I had just gotten home from work when Drew called me up from the hospital. He told me he was the proud father of a little girl, Louisa Grace. Despite how tired I was, I immediately drove down to the hospital to see my first 'neice'.

She looked so beautiful, wrapped up in a little pink blanket, sleeping peacefully as Drew rocked her. I thought that it would be awkward for me to see Drew become a father, but it just seemed so natural suddenly and I felt blissfully happy for the both of them.

I beacame a paramedic, and thanks to my new buddy, Roy, I adopted in another niece and a nephew. Drew and Pam were so tied up with their lives and little Louisa, that I heard from them less and less. But even so, Drew never forgot to call me on my birthday.
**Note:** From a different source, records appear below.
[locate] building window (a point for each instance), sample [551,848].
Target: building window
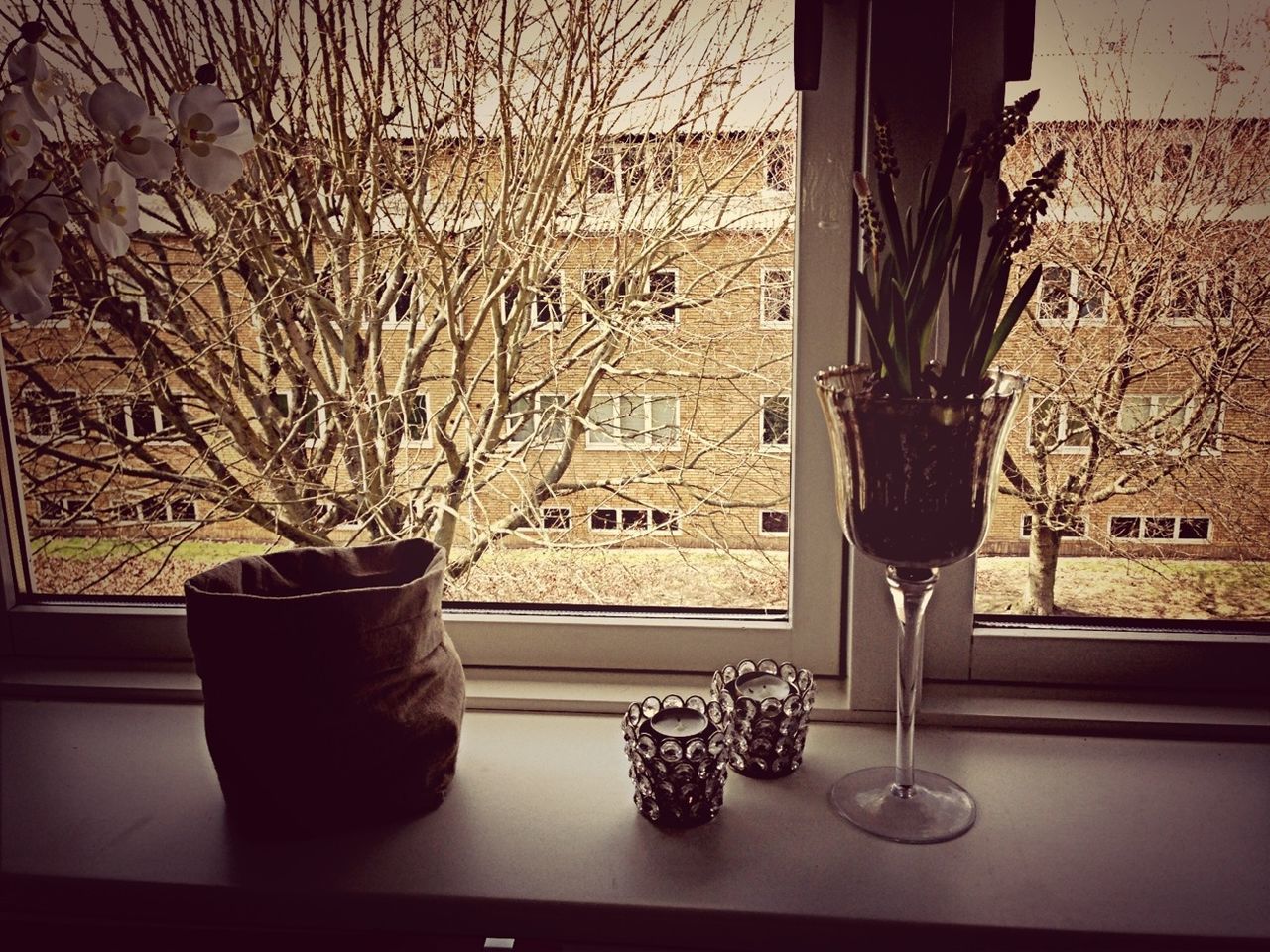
[303,416]
[1053,428]
[597,291]
[776,290]
[417,419]
[635,520]
[634,421]
[53,416]
[1067,296]
[549,304]
[548,417]
[1075,529]
[775,422]
[633,169]
[774,522]
[556,517]
[662,290]
[779,168]
[1161,529]
[1162,422]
Things were going seemingly great for the both of us. We were happy and successful, but even more importantly, still best friends. But all good things come to an end, I suppose.

Drew died.

I was called to the scene, and it was bad. The radio was all tied up, we couldn't get him help in time... My brother died, right there, right in front of me. My first reaction was to blame the radio, blame the doctors and nurses, but after I was assured none of those factors could have made any difference, my views began to change. Was I the one to blame? Did Drew die because of me? Had the sight of my best friend, my brother, laying there, dying, cause me to work ineffectively? Though I knew the answer was no, I couldn't get over it.

I think about Drew every day. It may not seem like it, but it's true. I can't get the image of his lifeless form or mourning family out of my mind. I can't say I've really had the chance to mourn him myself. Roy's my good friend, but he's not my brother. My brother is gone.

I guess maybe I am an only child after all.